In an interview in 1986 Domin was asked the question how much courage a writer needed:

A writer needs three types of courage. To be himself/herself. The courage not to lie and to misrepresent and skew, to call things by their right names. And thirdly, to believe in the open mindedness and forthrightness of the others.

Erwin Walter Palm, Domin's husband, died in 1988.

The anthology of poetry Der Baum blüht trotzdem (The Tree Blossoms Nevertheless) which was published in 1999, is her personal farewell. In one of her late poems she encourages us not to become tired. We are rather, as she writes,

Not to tire
but to hold out your hand
gently
as if to a bird
to the miracle

Domin continued to read her poems to audiences until 2006.

She died in Heidelberg, a "grande dame" of German verse, aged 96, on February 22, 2006.

Unpublished in English until 2023, there are now two bilingual editions of her work available in America. They are With My Shadow, translated by Sarah Kafatou and The Wandering Radiance, translated by Mark S. Burrows.

==Books==
- Hilde Domin - Gesammelte Gedichte (Collected poems), Editorial S. Fischer
- Ziehende Landschaft (Poem, 1955)
- Nur eine Rose als Stütze (Poems, 1959). Her first collection of poetry.
- Rückkehr der Schiffe (Poems, 1962)
- Linguistik (Poems, 1963)
- Hier (Poems, 1964)
- Höhlenbilder (Poems, 1968)
- Das zweite Paradies (Prose, 1968)
- Wozu Lyrik heute. Dichtung und Leser in der gesteuerten Gesellschaft (Prose, 1968). In this essay Hilde Domin asks the question: Why lyrics?
- Ich will dich (Poems, 1970)
- Von der Natur nicht vorgesehen (Autobiography, 1974)
- Aber die Hoffnung. Autobiographisches aus und über Deutschland (Autobiography, 1982)
- Unaufhaltsam (Poem, 1962)
- Rufe nicht
- Der Baum blüht trotzdem (Poems, 1999), ISBN 3100153227
- Vielleicht eine Lilie. Water colours by Andreas Felger. Hünfelden: Präsenz Kunst & Buch, (1999)
- Ausgewählte Gedichte (Selected poems), Frankfurt am Main: Fischer Taschenbuch Verlag, (2000)
- Wer es könnte. Watercolors by Andreas Felger. Hünfelden: Präsenz Kunst & Buch, (2000)
- Auf Wolkenbürgschaft. Watercolors by Andreas Felger. Hünfelden: Präsenz Kunst & Buch, (2005)
- The Wandering Radiance: Selected Poems of Hilde Domin, translated by Mark S. Burrow. Green Linden Press, (2023)
- With My Shadow: The Poems of Hilde Domin, A Bilingual Selection, translated by Sarah Kafatou. Paul Dry Books, (2023)

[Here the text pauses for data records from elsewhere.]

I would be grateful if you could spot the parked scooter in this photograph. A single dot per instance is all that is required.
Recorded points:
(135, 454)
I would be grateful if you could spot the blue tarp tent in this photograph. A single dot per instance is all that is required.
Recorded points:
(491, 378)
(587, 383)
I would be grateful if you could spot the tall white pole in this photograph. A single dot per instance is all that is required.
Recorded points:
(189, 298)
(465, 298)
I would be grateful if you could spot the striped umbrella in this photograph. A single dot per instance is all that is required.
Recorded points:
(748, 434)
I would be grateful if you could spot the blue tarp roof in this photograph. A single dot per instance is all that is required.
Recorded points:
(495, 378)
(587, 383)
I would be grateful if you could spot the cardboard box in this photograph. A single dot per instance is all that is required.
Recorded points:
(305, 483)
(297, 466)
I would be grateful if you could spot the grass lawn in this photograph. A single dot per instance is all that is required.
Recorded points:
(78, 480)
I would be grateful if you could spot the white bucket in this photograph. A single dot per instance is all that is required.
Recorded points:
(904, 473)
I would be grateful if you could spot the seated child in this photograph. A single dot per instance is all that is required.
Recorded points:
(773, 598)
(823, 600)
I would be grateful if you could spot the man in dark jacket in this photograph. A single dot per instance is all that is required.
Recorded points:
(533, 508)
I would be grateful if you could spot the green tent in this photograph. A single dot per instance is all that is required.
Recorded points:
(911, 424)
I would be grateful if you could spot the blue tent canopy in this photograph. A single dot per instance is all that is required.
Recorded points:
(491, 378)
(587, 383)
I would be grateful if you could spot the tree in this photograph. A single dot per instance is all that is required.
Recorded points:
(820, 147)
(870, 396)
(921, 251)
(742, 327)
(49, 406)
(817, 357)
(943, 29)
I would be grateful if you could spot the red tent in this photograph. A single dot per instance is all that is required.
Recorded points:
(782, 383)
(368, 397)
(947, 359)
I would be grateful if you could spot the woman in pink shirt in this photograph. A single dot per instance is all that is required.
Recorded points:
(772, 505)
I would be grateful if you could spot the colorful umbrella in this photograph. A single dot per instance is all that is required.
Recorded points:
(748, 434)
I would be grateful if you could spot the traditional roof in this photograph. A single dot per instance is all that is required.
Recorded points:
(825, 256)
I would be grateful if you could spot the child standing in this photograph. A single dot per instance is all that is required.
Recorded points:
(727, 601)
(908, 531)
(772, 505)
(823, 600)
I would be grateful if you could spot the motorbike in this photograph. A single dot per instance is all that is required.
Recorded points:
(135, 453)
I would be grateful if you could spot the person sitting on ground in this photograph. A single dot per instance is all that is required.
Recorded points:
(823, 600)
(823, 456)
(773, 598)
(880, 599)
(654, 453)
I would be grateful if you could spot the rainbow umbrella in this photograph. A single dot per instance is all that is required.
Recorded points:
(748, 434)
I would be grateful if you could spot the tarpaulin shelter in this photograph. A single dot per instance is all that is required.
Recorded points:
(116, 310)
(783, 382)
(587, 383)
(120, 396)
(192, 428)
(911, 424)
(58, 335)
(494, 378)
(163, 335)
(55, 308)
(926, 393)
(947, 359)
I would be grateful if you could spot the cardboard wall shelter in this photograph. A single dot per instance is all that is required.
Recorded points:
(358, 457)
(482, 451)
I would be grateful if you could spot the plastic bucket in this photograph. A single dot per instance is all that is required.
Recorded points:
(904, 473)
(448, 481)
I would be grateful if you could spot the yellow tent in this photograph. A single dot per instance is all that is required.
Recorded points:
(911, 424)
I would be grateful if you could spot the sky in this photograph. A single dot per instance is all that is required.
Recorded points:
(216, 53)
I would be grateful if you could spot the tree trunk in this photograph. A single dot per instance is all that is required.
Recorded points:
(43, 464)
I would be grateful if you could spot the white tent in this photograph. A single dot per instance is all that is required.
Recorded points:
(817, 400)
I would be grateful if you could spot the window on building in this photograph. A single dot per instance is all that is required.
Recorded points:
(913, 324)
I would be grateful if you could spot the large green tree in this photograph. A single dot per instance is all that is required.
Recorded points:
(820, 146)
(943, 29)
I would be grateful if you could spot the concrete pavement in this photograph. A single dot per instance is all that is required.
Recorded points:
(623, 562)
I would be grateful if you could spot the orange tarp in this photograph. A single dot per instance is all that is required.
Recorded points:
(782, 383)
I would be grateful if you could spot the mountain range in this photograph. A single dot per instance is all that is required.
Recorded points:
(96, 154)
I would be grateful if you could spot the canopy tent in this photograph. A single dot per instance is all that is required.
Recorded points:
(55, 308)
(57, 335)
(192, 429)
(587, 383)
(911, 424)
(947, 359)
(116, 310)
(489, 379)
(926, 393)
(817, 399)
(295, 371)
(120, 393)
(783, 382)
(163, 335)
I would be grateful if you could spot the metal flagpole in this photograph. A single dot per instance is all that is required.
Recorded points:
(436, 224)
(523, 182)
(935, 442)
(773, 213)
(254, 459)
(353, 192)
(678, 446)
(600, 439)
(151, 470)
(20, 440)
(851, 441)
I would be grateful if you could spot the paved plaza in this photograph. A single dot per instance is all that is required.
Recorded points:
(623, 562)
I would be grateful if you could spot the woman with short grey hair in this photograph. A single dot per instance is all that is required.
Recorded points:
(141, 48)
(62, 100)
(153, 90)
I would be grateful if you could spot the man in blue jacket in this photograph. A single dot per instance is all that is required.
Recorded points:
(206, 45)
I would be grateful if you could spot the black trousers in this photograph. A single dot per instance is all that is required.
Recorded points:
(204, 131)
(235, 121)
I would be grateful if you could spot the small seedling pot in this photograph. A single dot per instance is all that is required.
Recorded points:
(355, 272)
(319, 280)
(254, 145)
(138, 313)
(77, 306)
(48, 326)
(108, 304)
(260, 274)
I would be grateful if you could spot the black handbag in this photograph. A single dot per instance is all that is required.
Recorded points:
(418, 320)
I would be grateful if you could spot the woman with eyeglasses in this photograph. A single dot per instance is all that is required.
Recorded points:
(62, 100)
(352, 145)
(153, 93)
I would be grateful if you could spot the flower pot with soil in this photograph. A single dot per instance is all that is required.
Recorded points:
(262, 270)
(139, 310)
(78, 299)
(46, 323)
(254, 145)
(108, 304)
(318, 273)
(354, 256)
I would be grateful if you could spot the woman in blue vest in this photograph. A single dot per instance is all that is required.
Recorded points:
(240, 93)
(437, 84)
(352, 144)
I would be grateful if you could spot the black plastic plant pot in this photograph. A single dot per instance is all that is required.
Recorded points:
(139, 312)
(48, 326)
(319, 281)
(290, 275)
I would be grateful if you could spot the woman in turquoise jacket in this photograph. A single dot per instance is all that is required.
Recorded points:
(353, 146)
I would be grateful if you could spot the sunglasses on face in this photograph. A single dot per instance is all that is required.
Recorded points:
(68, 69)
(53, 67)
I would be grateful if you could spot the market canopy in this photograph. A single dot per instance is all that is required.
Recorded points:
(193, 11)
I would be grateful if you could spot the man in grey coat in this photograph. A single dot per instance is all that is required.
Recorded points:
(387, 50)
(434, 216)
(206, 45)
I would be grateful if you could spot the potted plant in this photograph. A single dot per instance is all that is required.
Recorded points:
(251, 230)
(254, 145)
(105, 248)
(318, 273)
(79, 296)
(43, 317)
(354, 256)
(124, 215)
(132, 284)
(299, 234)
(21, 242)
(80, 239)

Her work has been translated into more than 21 languages.

==Awards and prizes==
For her work Hilde Domin has been awarded a wide range of prizes including:
- Bundesverdienstkreuz Erster Klasse and the Großes Bundesverdienstkreuz
- 1974 Roswitha Prize
- 1983 Nelly Sachs Prize
- 1992 Friedrich-Hölderlin-Preis of the city of Bad Homburg
- 1995 Literaturpreis der Konrad-Adenauer-Stiftung
- 1999 Jakob-Wassermann-Literaturpreis
- 1999 State Prize of the Federal state of North Rhine-Westphalia
- 2004 Honorary citizenship (Ehrenbürgerin) City of Heidelberg
- 2005 Order of Merit of Duarte, Sánchez and Mella, which is the highest order of the Dominican Republic.

==Readings and lectures==
- Guest of Honour at the Villa Massimo, Rome (1985)
- Frankfurter Poetik-Vorlesungen (1987/88)
- May 2005: Reading of selected poems in both German and English, organized by Oxford University German Society.